It wouldn't work since we were allowed to manipulate certain aspects of text, to...

berkes · on Jan 26, 2022

You could even just move a few words around, depending on the language. Depending on the language, you could even just move a few words around.

Do that randomly, combine the products, and you might get enough entropy to create unique fingerprints for each download. Randomly do that, combine the products, and you might get enough entropy to create unique fingerprints for each download.

(This silly example can create 4 unique fingerprints)

Wowfunhappy · on Jan 26, 2022

When I write, I put a great deal of thought into how to arrange sentences for maximum clarity or effectiveness. I would not appreciate an eBook service messing with that, even if the meaning was unchanged.

In the most extreme case, imagine if this was a book of poetry.

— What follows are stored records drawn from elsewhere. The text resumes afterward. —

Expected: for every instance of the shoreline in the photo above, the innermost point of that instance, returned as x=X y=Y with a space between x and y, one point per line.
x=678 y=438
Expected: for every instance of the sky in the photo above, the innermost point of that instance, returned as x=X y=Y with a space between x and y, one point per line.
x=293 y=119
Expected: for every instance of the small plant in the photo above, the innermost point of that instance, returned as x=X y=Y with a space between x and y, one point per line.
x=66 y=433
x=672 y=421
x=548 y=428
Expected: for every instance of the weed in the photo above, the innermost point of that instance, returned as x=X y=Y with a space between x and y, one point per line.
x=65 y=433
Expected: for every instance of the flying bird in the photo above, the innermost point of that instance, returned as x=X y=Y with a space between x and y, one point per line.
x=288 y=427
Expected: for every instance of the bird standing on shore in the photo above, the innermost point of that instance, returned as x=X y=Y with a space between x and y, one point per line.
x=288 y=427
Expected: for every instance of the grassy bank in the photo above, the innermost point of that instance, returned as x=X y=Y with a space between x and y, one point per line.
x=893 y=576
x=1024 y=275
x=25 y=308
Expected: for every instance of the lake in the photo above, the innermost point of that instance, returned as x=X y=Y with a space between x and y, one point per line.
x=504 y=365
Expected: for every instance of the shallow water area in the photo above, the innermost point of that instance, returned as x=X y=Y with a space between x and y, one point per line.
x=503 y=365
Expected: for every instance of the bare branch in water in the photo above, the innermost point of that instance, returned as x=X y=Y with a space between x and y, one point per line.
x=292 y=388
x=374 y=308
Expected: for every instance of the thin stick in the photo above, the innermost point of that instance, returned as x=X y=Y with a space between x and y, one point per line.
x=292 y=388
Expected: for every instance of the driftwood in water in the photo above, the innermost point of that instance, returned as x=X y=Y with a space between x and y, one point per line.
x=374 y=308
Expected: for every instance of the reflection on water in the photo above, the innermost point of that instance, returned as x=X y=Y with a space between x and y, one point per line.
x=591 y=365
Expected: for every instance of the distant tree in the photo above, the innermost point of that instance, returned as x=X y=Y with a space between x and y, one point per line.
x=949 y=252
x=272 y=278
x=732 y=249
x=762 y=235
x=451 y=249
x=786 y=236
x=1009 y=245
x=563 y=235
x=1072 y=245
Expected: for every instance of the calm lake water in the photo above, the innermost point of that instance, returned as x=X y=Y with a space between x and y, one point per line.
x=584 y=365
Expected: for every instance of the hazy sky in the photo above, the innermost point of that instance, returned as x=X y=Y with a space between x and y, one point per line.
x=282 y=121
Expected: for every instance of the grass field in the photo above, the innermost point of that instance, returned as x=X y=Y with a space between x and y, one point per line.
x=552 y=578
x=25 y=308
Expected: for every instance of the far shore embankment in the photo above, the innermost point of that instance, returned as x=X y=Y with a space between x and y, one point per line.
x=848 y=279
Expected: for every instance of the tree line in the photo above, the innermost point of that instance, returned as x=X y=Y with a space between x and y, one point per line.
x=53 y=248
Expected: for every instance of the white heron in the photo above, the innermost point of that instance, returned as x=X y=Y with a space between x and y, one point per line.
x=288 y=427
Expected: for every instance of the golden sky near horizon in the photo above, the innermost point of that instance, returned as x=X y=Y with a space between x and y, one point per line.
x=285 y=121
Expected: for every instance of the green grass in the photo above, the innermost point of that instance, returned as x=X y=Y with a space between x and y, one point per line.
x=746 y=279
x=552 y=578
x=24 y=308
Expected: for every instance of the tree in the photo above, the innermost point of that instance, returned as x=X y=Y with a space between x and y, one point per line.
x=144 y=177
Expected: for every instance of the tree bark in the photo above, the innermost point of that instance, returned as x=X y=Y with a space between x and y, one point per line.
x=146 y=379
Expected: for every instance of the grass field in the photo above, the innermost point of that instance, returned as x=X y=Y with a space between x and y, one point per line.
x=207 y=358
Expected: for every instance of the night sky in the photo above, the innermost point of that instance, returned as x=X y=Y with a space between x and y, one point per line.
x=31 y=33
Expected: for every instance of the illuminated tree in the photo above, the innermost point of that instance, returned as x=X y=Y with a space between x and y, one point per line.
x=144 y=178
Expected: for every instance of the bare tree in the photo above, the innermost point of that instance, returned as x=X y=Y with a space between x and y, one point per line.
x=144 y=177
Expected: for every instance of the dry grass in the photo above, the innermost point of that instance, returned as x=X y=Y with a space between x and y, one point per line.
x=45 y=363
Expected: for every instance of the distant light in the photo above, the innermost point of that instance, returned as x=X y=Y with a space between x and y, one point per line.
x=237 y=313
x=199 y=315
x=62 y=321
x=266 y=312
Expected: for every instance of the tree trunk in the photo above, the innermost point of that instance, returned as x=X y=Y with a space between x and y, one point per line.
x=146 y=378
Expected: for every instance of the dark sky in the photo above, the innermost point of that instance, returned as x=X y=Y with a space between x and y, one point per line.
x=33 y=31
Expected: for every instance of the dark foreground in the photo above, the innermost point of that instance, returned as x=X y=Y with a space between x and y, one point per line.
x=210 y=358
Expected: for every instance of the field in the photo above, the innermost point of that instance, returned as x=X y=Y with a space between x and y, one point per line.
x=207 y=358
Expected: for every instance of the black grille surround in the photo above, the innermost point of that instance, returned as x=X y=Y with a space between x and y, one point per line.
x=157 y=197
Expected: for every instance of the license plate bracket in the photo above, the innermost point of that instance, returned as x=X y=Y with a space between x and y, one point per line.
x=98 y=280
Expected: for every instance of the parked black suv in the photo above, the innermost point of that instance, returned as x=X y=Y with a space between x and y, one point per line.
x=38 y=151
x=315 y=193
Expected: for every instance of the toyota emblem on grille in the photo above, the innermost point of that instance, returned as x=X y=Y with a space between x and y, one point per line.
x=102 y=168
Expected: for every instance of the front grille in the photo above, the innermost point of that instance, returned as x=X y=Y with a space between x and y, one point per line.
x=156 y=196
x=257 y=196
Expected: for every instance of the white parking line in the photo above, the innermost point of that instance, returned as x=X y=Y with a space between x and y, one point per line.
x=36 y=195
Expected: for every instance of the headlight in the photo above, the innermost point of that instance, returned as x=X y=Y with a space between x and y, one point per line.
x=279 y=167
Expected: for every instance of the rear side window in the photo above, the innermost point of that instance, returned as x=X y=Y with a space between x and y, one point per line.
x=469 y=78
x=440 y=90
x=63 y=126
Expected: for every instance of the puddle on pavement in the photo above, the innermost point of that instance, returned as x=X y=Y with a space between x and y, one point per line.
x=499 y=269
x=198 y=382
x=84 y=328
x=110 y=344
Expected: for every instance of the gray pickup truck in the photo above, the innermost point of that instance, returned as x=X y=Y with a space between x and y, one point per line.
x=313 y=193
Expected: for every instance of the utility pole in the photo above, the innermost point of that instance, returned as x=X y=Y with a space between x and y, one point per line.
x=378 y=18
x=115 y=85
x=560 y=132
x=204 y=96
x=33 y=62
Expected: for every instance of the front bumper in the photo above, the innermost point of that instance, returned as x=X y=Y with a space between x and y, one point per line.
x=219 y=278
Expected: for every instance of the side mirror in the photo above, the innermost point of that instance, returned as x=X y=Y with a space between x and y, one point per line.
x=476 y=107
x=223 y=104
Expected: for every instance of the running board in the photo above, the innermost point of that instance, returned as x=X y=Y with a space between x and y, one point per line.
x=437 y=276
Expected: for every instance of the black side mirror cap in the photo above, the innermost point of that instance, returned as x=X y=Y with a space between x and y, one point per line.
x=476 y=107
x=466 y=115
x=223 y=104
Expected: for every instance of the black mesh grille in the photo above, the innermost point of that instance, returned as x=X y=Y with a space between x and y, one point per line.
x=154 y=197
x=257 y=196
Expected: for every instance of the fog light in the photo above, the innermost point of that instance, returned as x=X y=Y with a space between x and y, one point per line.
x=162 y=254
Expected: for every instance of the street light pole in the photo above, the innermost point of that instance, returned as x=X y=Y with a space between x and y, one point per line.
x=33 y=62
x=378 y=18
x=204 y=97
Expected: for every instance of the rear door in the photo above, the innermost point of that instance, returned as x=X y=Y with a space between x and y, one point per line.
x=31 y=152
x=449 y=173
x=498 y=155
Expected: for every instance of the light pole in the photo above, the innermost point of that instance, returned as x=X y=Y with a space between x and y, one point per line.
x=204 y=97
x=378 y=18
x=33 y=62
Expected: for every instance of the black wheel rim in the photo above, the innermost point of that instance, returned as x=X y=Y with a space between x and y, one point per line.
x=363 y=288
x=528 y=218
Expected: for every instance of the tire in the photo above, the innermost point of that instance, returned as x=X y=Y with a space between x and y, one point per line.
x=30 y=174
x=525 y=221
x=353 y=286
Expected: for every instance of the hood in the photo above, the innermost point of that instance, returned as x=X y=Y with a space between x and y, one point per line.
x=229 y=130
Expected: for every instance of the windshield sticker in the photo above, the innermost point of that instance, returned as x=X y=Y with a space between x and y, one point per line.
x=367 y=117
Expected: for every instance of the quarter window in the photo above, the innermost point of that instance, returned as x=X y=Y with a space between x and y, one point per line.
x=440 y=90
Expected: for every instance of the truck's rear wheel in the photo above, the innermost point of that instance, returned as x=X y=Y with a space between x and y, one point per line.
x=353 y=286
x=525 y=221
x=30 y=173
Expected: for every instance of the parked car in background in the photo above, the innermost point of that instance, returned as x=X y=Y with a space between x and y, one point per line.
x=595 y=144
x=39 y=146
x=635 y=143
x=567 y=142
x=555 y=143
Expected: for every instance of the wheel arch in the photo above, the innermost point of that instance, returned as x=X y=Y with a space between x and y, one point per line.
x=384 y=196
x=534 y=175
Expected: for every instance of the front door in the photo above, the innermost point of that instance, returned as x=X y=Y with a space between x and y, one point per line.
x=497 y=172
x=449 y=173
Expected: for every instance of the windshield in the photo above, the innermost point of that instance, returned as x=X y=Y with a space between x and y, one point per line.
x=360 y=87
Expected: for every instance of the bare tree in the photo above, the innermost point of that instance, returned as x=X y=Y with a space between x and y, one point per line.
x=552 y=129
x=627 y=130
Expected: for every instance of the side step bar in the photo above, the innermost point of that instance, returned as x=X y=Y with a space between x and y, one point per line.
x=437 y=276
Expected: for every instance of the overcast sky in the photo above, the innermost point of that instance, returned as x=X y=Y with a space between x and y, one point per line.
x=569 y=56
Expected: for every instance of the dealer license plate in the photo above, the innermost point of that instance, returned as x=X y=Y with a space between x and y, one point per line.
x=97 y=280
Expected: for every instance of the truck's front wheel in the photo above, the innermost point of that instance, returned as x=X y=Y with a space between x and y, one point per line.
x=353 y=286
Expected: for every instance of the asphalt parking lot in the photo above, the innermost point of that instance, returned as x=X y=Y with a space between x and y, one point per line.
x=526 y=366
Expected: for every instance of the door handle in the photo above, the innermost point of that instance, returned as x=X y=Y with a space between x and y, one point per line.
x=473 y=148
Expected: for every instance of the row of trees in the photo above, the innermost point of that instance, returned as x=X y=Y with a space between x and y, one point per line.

viraptor · on Jan 26, 2022

For PDF you can do this in a much more subtle way. In a typical block of text every individual letter comes with its own kerning adjustment. You can adjust those in a way that's invisible to the reader but still allows fingerprinting. There's probably 1000 different options too - don't think of moving words as in swapping positions in a sentence. (I know parent suggested it, but that's silly)

matheusmoreira · on Jan 26, 2022

These probably wouldn't survive extraction of the pure text, would they?

out_of_protocol · on Jan 26, 2022

Replacing characters with identical-looking unicode chars, adding extra spaces here and there, adding newlines (and more spaces :)), adding random typos, use dictionary with "safe" word/phrase replacements etc. And don't forget about formulas, charts etc - pure text version is not too useful on its own

hdjjhhvvhga · on Jan 26, 2022

If you deal with fiction and the like where you basically have just text then I think that's correct: it would be trivial to detect the watermarks in various copies by simply comparing them. I was dealing with PDFs containing tables, formulas, illustrations, etc., so a plain-text version would be unusable.

snovv_crash · on Jan 26, 2022

Randomly choose 3 big paragraphs in the entire ebook to add an extra newline in the middle of at the end of a random sentence. This would be my choice if I had to do some kind of invisible watermarking, at least.

hdjjhhvvhga · on Jan 26, 2022

This is one of the many things that could be trivially detected and fixed when you have multiple watermarked copies of the same file.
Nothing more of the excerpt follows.